On the mobility front, the Balkans see hydrogen as a solution for cleaner transport. Several governments have announced pilot programs to introduce hydrogen fuel in public transit. Croatia, for example, is soon launching subsidies for its first hydrogen refuelling stations, aiming to install at least six by 2026 to serve cars, buses, and trucks. Several studies suggest that heavy road transport and public bus fleets in major cities (e.g,. Zagreb, Belgrade or Sarajevo) could become early adopters of fuel-cell vehicles. Such initiatives signal that the region is keen to leap from plans to prototypes in hydrogen mobility.
Despite this optimism, the Balkan hydrogen market is still underdeveloped. Most projects remain in planning or pilot stages. Actual deployment of hydrogen technology on the ground – whether production plants or fuel-cell vehicles – is minimal so far. No significant hydrogen infrastructure exists yet for distribution or refuelling outside a few upcoming projects. In short, the Balkans have big hydrogen dreams but very nascent foundations. This gap between ambition and reality is a key factor in why OEMs are holding back.
Infrastructure and Investment Gaps Create a Catch-22
A major hurdle facing Balkan hydrogen plans is the lack of supporting infrastructure and investment. The International Energy Agency notes that globally, even as interest in hydrogen grows, implementation is “held up by an uncertain demand outlook and a lack of infrastructure to deliver the fuel to consumers”. This observation rings especially true in the Balkans. Without refuelling stations, pipelines or storage facilities, any hydrogen produced cannot easily reach end users. Likewise, without existing hydrogen vehicles or industrial off-takers, there is little demand to justify building that infrastructure.
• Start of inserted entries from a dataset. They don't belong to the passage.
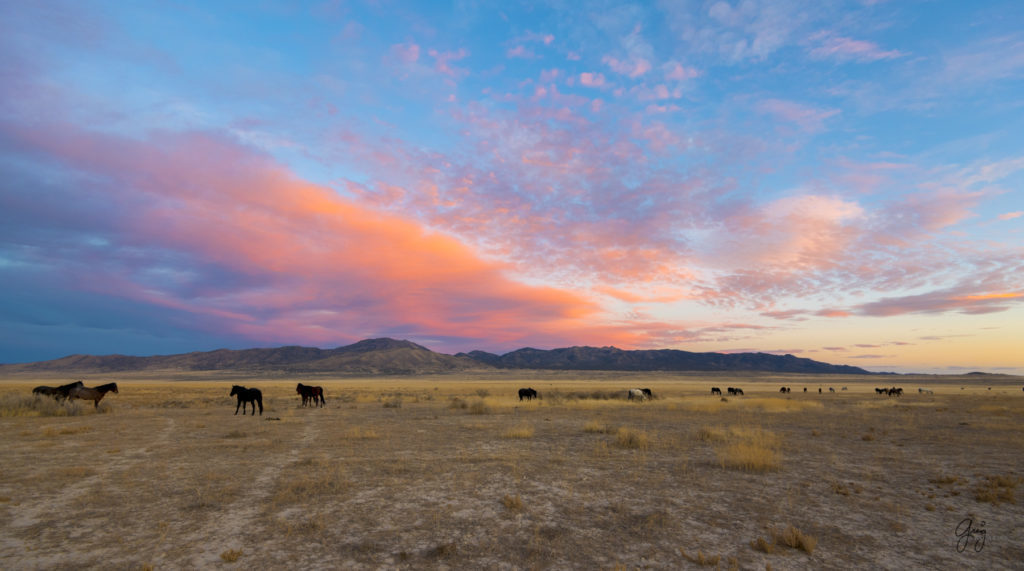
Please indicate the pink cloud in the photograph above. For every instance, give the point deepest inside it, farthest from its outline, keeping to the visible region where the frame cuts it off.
(591, 80)
(838, 47)
(955, 300)
(677, 72)
(809, 119)
(304, 264)
(633, 68)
It’s a classic chicken-and-egg scenario – and investors are wary of going first, especially since the cost of them covering both aspects is not feasible.
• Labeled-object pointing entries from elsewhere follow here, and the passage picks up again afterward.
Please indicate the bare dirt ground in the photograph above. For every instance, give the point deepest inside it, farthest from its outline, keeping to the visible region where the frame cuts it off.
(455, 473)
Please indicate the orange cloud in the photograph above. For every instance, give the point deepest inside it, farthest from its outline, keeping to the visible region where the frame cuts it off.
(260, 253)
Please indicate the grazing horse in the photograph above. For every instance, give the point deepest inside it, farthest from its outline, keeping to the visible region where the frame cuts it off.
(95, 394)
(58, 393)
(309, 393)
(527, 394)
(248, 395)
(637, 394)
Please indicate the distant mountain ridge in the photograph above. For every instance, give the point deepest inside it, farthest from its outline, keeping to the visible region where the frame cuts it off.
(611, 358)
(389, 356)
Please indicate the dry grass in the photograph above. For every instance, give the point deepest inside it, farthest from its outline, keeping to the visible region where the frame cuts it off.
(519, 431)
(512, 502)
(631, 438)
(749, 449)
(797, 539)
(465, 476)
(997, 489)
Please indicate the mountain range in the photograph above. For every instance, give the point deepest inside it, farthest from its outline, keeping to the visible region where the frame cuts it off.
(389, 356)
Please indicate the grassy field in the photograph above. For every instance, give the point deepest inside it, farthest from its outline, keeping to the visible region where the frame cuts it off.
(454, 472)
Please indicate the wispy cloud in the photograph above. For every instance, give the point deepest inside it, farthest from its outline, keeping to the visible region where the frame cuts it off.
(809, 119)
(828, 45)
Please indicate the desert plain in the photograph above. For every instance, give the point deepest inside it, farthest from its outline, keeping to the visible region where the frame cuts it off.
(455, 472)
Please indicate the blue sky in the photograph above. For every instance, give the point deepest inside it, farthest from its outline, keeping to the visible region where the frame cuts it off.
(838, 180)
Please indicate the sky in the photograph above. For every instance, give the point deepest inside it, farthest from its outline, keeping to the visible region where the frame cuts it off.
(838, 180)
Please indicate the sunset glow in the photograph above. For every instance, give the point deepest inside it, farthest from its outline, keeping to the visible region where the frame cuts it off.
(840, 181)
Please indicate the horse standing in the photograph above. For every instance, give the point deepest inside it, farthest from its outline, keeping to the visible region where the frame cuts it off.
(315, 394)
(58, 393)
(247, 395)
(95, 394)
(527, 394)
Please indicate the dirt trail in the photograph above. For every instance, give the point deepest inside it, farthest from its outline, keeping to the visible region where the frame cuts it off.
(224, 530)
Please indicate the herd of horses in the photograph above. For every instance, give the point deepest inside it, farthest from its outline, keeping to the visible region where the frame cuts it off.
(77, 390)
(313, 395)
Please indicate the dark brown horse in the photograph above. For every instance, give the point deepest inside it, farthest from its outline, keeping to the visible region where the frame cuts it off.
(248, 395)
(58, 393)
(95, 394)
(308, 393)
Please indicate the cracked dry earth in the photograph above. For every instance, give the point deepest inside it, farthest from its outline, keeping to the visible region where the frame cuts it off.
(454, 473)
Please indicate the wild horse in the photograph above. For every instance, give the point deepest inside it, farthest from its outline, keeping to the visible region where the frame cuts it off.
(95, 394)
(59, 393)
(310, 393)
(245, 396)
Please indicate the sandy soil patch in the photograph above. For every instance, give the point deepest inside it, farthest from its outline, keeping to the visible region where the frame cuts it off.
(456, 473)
Attracting private investment into Balkan clean energy projects has historically been challenging. Analysts point out that while the region has ample renewable energy potential to produce green hydrogen, bringing in investors and expanding the energy grid remain key hurdles. Many announced projects are still seeking financing or partners, and some depend on EU funding or development bank support. This financial uncertainty makes equipment suppliers cautious; they need assurance that projects will materialize and operate at scale.
Crucially, the hydrogen market itself in the Balkans is essentially undeveloped. A recent Croatian study, focused on the plan for implementation of the national strategy, has highlighted that the majority of hydrogen projects in that country are still disjointed pilot efforts – most planned production far exceeds current local demand, with many projects lacking clear buyers for their hydrogen. Only a handful of pilot projects both produce and use hydrogen in an integrated way, partially mitigating the risk associated with the lack of a hydrogen market. In other words, right now there are very few (planned) consuming industries or fleets in the region ready to purchase hydrogen at the volumes envisaged. This uncertain demand makes the market extremely risky for OEMs to enter – a large investment in sales and support could sit idle if customers do not emerge as hoped.
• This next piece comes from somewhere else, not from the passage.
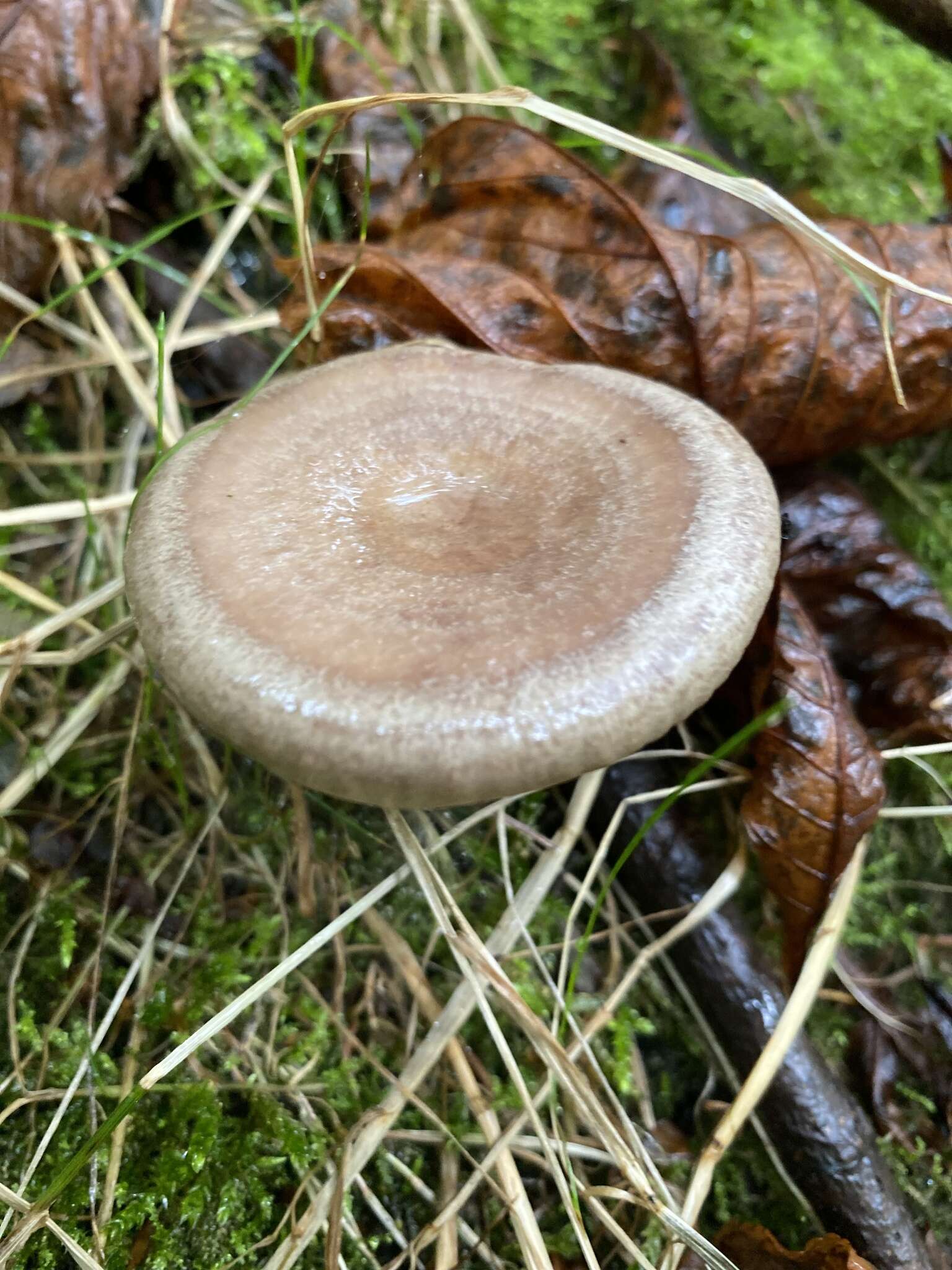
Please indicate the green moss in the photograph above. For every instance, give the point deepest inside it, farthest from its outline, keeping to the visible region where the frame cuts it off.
(816, 94)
Why OEMs Are Reluctant: A Business Perspective
Given these conditions, it is understandable that hydrogen technology manufacturers are reluctant to dive into the Balkans at this stage. From an OEM’s business perspective, several factors contribute to their hesitation:
- Small Market Size: The current sales potential in the Balkans is very small. There are no hydrogen vehicles on the road and only initial plans for electrolysers or fuel-cell units in industry. An executive deciding where to allocate limited units or demo projects will favour larger markets (Western/Northern Europe, North America, Asia) where hundreds of units might be sold, rather than a market that might buy just one or two pilot systems.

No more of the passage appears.